Last weekend I visited a festival put up at a local shrine associated with one of the largest shrines in the Japanese shinto religion, Hikawajinja (or Hikawa Shrine). This shrine which is located in Saitama just north of Tokyo has roughly 290 associated shrines throughout Japan, there’s even two within 5 minutes walk of my house! The Hikawa shrines are all dedicated to a God called Susanoo, God of Summer Storms and brother of the Goddess of the Sun and the God of the Moon.
Usually when a local shrine throws a festival it’s purpose is to appease and honor the local gods as well as to entertain the kids and reaffirm the bonds between the locals. Vigils are held to welcome the gods at various shops and street corners around the area. In the countryside tents are set up and fires lit, but here in the city a vacant store front or empty parking lot will do just as well. Locals stop by to chat and bring presents to the people manning the vigils and it seems like a great place to exchange gossip and information (see the last photo of this post).
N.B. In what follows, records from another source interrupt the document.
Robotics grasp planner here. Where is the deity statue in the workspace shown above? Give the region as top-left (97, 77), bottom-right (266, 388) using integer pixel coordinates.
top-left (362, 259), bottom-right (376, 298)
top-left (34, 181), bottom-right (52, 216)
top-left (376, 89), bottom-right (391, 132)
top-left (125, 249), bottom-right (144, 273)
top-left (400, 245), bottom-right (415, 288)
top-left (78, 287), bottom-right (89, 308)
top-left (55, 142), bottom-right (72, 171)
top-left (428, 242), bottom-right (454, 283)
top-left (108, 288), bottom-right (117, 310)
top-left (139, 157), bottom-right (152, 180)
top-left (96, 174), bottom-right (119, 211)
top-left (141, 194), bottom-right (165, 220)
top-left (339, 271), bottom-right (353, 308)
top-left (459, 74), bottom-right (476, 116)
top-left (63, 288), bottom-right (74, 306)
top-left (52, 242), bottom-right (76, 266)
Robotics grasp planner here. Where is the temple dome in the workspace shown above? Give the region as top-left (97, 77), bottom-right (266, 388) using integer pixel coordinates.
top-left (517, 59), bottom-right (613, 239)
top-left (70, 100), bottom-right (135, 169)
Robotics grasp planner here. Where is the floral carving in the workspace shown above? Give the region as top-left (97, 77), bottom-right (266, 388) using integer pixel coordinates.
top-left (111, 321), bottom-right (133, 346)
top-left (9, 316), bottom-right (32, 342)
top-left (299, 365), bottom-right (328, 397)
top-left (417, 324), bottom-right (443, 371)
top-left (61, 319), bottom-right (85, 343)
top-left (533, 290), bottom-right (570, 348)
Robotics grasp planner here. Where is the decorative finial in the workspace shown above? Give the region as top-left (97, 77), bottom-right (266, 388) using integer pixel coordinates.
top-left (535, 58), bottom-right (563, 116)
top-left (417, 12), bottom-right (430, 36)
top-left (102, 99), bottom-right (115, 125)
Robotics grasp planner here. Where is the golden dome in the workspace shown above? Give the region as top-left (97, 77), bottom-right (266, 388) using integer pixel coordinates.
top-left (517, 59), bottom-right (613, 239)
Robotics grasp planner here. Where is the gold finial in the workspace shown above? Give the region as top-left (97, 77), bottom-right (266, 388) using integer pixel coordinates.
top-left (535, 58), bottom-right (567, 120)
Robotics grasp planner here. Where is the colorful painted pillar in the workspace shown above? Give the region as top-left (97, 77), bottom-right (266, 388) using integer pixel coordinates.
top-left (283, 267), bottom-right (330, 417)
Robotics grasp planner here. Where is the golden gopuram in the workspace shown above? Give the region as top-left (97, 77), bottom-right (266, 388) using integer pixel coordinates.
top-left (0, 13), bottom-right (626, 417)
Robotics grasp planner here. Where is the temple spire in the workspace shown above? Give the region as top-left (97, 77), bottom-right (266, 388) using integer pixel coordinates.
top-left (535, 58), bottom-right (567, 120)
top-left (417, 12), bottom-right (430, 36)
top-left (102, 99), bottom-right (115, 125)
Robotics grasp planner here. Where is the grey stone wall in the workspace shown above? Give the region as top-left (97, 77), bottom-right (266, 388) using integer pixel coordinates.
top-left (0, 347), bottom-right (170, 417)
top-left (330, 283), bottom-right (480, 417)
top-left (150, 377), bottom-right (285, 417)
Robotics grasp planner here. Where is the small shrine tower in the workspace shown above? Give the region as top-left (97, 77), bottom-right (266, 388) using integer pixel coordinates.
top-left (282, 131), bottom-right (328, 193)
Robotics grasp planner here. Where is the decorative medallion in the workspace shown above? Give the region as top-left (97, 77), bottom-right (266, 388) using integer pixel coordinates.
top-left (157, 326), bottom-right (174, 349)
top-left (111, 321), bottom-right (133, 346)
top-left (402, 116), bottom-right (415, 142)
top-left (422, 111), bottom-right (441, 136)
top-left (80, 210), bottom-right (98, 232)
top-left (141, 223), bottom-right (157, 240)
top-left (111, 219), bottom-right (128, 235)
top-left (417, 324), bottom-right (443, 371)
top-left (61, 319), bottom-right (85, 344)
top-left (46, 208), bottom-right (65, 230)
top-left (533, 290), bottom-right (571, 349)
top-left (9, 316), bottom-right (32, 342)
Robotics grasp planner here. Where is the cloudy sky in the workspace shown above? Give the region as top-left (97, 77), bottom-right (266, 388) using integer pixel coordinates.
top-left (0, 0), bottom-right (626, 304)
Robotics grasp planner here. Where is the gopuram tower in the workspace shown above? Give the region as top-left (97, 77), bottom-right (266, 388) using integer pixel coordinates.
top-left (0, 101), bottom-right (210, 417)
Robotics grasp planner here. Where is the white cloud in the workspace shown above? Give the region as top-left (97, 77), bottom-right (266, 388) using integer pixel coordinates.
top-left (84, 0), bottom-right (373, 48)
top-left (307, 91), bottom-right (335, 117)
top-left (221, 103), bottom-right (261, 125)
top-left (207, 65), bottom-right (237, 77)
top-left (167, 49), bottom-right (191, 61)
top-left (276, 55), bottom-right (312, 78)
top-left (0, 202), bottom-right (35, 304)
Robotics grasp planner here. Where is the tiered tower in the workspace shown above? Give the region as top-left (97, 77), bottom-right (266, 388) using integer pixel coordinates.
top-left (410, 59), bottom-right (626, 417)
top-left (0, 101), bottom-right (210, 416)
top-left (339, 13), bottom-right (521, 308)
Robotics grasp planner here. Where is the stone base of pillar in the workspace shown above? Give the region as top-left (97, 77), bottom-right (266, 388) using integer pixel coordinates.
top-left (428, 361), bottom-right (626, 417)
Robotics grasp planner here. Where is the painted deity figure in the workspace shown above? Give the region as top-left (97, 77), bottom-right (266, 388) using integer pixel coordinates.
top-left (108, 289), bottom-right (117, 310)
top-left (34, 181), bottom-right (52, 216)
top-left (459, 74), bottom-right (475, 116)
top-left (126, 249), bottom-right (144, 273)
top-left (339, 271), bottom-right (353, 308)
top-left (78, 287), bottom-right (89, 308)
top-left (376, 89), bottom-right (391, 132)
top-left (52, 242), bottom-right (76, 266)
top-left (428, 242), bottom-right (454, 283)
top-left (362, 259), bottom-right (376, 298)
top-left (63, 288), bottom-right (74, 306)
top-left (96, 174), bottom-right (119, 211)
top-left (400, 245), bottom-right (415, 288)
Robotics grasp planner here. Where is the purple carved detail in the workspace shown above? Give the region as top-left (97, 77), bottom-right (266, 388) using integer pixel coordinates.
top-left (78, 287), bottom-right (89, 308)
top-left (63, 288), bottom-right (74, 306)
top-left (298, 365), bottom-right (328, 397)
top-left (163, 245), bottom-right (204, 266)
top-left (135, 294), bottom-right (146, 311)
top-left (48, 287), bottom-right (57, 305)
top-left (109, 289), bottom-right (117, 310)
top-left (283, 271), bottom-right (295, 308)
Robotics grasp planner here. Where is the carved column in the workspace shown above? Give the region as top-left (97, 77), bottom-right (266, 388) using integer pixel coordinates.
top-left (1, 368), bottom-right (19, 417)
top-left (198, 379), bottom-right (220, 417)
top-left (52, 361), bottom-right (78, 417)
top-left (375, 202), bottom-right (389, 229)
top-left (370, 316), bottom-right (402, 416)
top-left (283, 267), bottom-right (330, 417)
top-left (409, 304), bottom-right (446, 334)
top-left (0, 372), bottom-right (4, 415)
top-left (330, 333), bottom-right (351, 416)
The branch of Hikawa shrine that I visited wasn’t easy to find, located on a back street and with a railway running right in front of it I wouldn’t have found it if it weren’t for the brightly colored lanterns guiding visitors. This was easily the smallest festival I have ever visited in Japan, the were about 10 food and games stands on the shrine grounds and not more than 75 people.
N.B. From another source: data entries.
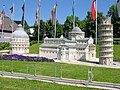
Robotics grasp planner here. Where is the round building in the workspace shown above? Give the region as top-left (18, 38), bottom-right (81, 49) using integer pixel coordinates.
top-left (10, 25), bottom-right (30, 54)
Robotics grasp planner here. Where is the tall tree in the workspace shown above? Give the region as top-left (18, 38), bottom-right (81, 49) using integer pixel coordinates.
top-left (63, 16), bottom-right (80, 38)
top-left (85, 11), bottom-right (103, 38)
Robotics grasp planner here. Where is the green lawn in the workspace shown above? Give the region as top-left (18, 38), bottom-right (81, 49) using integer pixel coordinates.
top-left (30, 44), bottom-right (40, 54)
top-left (0, 60), bottom-right (120, 84)
top-left (96, 45), bottom-right (120, 62)
top-left (30, 44), bottom-right (120, 61)
top-left (0, 77), bottom-right (98, 90)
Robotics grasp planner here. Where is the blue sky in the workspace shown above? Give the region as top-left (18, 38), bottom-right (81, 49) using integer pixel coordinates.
top-left (0, 0), bottom-right (116, 25)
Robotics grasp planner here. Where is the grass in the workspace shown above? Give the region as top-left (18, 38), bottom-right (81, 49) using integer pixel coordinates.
top-left (96, 44), bottom-right (120, 62)
top-left (30, 44), bottom-right (120, 61)
top-left (0, 77), bottom-right (98, 90)
top-left (0, 60), bottom-right (120, 84)
top-left (29, 43), bottom-right (40, 54)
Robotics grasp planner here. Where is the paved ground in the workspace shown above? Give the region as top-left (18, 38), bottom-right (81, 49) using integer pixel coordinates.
top-left (0, 72), bottom-right (120, 90)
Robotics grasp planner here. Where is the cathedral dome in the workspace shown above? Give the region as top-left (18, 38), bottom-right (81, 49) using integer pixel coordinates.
top-left (72, 27), bottom-right (82, 32)
top-left (13, 24), bottom-right (29, 38)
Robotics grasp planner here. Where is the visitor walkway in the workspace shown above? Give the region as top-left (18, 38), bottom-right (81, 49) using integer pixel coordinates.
top-left (0, 72), bottom-right (120, 90)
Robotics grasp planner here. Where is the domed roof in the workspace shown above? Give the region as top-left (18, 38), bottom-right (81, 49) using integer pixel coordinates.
top-left (13, 24), bottom-right (29, 38)
top-left (72, 27), bottom-right (82, 32)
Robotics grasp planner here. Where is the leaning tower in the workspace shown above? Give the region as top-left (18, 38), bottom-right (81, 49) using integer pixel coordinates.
top-left (99, 17), bottom-right (113, 65)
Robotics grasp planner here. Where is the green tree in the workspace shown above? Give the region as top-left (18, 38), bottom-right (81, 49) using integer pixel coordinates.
top-left (84, 11), bottom-right (103, 38)
top-left (63, 16), bottom-right (80, 38)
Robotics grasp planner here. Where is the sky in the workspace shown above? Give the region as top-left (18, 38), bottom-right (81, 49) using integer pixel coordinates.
top-left (0, 0), bottom-right (116, 26)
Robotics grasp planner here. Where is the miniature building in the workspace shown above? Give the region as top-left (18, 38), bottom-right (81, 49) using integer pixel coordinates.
top-left (99, 17), bottom-right (113, 65)
top-left (40, 27), bottom-right (96, 61)
top-left (10, 25), bottom-right (29, 54)
top-left (0, 14), bottom-right (18, 42)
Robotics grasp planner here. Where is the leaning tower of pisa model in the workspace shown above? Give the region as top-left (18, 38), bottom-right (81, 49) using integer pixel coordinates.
top-left (99, 17), bottom-right (113, 65)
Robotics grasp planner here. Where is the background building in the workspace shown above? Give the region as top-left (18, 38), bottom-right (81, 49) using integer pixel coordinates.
top-left (99, 17), bottom-right (113, 65)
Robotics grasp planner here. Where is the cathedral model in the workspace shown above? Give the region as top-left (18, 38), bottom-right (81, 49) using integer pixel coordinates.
top-left (10, 25), bottom-right (29, 54)
top-left (99, 17), bottom-right (113, 65)
top-left (39, 27), bottom-right (96, 61)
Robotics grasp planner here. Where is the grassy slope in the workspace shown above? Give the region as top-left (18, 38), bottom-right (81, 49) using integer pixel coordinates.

Little did I know that this festival would teach me so much about culture! Not to be daunted by the small narrow space, the shrine had engaged a group of traditional Japanese noh theatre performers. A small band of 4 four played flutes and drums in a musical style I have heard performed countless times before in school festivals, concerts and cultural events. But never like this. This was intimate. This was on our level and for us. This wasn’t sponsored by any corporation or cultural agency. This was folk art as it was supposed to be.